Der Vorfall in der Mainacht hat tiefe Spuren hinterlassen. Jede Nacht lachte oder weinte sie. Wanderte im Haus umher. Im Winter lief sie weg zum Wald. Irgendwann quälte sie kleinere Tiere. Singend zupfte sie an ihnen herum, freute sich an ihrem Leid. Jedes Mal wachte sie auf und wusste nichts mehr davon. Ruben versuchte verbissen dies vor ihr Geheim zuhalten. Wusch seine Schwester, kleidete sie wieder ein, bezog das Bett neu. Räumte das Haus auf, wenn sie wie ein eingesperrtes Tier wütete. Verriegelte das Haus, damit sie nicht heimlich aus dem Haus schleichen konnte. Dina sollte nicht daran zugrunde gehen. Lieber würde er sie einsperren. Für immer.
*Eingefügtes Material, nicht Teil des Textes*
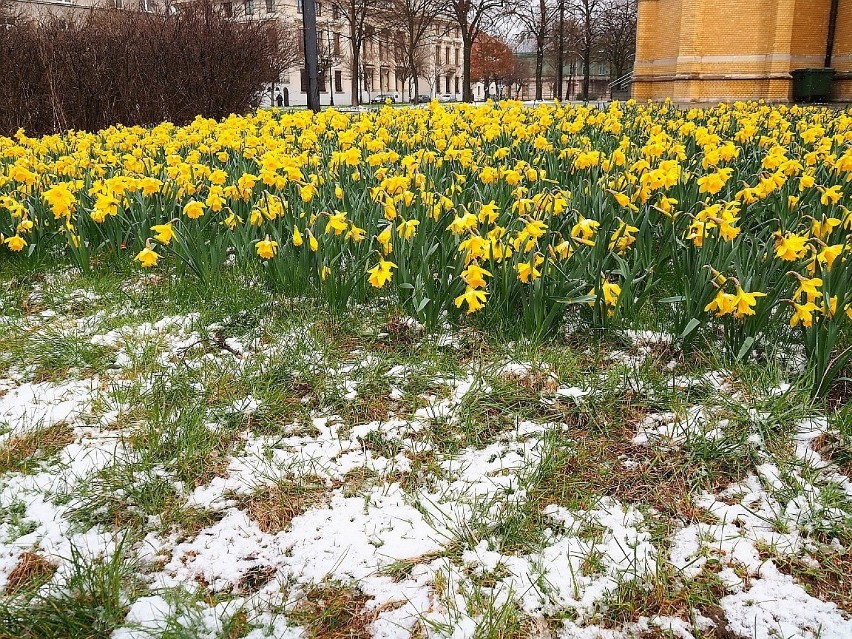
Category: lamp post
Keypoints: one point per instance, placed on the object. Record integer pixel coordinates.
(309, 15)
(329, 64)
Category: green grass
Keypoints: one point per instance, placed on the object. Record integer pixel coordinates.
(178, 429)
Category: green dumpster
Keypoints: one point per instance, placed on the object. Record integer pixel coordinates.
(812, 85)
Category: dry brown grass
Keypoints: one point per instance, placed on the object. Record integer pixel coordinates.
(832, 581)
(16, 454)
(32, 570)
(609, 464)
(334, 611)
(275, 507)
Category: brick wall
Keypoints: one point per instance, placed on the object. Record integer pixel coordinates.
(714, 50)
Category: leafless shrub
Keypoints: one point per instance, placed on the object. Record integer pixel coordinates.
(107, 67)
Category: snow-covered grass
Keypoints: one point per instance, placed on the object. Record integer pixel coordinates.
(187, 462)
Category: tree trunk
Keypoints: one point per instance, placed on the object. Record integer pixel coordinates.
(560, 51)
(539, 70)
(587, 53)
(467, 46)
(356, 65)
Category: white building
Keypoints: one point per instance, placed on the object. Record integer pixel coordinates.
(382, 71)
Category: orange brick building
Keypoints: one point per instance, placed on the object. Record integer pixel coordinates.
(719, 50)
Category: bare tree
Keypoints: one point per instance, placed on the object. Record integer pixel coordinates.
(493, 63)
(472, 17)
(588, 15)
(536, 20)
(357, 14)
(618, 35)
(414, 21)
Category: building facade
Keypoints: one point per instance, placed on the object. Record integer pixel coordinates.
(382, 69)
(716, 50)
(572, 79)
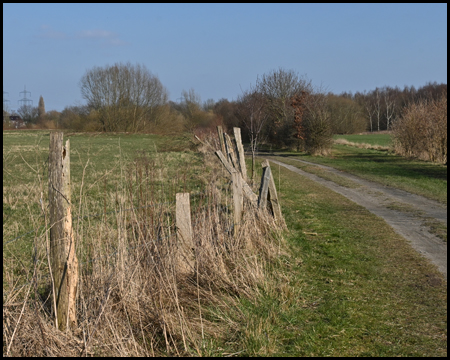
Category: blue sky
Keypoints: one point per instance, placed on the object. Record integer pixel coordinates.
(217, 49)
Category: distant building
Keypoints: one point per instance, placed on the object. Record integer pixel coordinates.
(16, 121)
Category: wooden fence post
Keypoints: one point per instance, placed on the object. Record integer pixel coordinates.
(248, 192)
(238, 200)
(63, 258)
(240, 152)
(184, 228)
(272, 193)
(264, 188)
(230, 151)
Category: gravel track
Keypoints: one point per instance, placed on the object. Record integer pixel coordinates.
(406, 213)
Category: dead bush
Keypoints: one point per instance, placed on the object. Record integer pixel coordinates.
(421, 131)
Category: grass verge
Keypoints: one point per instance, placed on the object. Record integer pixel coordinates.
(415, 176)
(350, 286)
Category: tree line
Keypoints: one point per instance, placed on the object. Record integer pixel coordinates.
(282, 108)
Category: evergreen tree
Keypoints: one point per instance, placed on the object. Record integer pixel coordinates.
(41, 109)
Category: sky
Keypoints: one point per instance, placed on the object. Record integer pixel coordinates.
(219, 50)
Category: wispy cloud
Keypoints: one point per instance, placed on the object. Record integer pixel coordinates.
(47, 32)
(104, 37)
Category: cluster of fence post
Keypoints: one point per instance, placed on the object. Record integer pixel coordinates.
(63, 259)
(234, 163)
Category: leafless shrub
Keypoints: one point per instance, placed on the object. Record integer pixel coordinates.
(421, 132)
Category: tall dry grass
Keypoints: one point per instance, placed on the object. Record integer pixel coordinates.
(141, 292)
(421, 131)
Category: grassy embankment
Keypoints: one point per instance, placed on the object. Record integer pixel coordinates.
(415, 176)
(350, 286)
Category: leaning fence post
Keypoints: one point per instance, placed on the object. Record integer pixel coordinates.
(264, 188)
(240, 152)
(272, 193)
(184, 227)
(221, 141)
(238, 200)
(230, 151)
(62, 244)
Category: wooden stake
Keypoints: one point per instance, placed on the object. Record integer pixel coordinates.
(184, 231)
(248, 192)
(240, 153)
(238, 200)
(221, 141)
(62, 243)
(272, 193)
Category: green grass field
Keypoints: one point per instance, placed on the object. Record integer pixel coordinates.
(349, 286)
(415, 176)
(344, 284)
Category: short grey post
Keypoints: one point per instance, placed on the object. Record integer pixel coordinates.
(240, 152)
(230, 151)
(248, 192)
(238, 200)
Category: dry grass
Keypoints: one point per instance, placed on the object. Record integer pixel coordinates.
(361, 145)
(141, 292)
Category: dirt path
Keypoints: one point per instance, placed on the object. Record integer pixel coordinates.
(406, 213)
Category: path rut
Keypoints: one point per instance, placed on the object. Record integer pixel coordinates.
(387, 203)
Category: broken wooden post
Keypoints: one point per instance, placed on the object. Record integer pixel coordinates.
(240, 152)
(264, 188)
(221, 140)
(184, 228)
(238, 200)
(230, 151)
(63, 258)
(248, 192)
(272, 193)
Ruben merkte nicht, wie er zitterte. Was sollte er bloss tun? „Dina, ich bin da. Ich bin für dich ewig da.“ Es war eine Beschwörung. Hoffnung soll es ihm geben. Mut aufflammen lassen. Diese Nacht schnell vorbeigehen lassen.
 

Es klappte nicht. Seine Seele zerbrach am Weinen seiner Schwester. An dem Gedanken, wie zerbrechlich sie doch war. Wie einsam sie hinter der Türe sass. Sie wartet auf ihn. Er musste zu ihr.

 

 

Sein Herz ist zerbrochen. Der falsche Bruder enttarnt.

Ich bestrafe ihn. Du bleibst rein, Schwesterchen.

Sein Herz ist zerbrochen. Der falsche Bruder enttarnt.

Er wird brennen und leiden. Du brauchst ihn nicht.
 

Wimmernd sass Dina auf dem Bett. Ihre Haare waren zerzaust. Ihr Körper zitterte. Schweiss wie Tränen rannen ihrem Körper hinunter. Daneben stand Ruben. Er starrte entsetzt auf seine Schwester. Was war geschehen? Hatte er sie unschicklich berührt? Er wusste nichts mehr. Als er die Türe öffnete und seine Schwester ihm umarmte, sank er in eine Trance.

„Dina … Schwesterchen, weine nicht …“, sprach Ruben und sank auf die Knie. Betete zu einem Gott, an den er schon lange nicht mehr glaubte. Heisse Tränen liefen ihm über das Gesicht. Was sollte er jetzt bloss tun?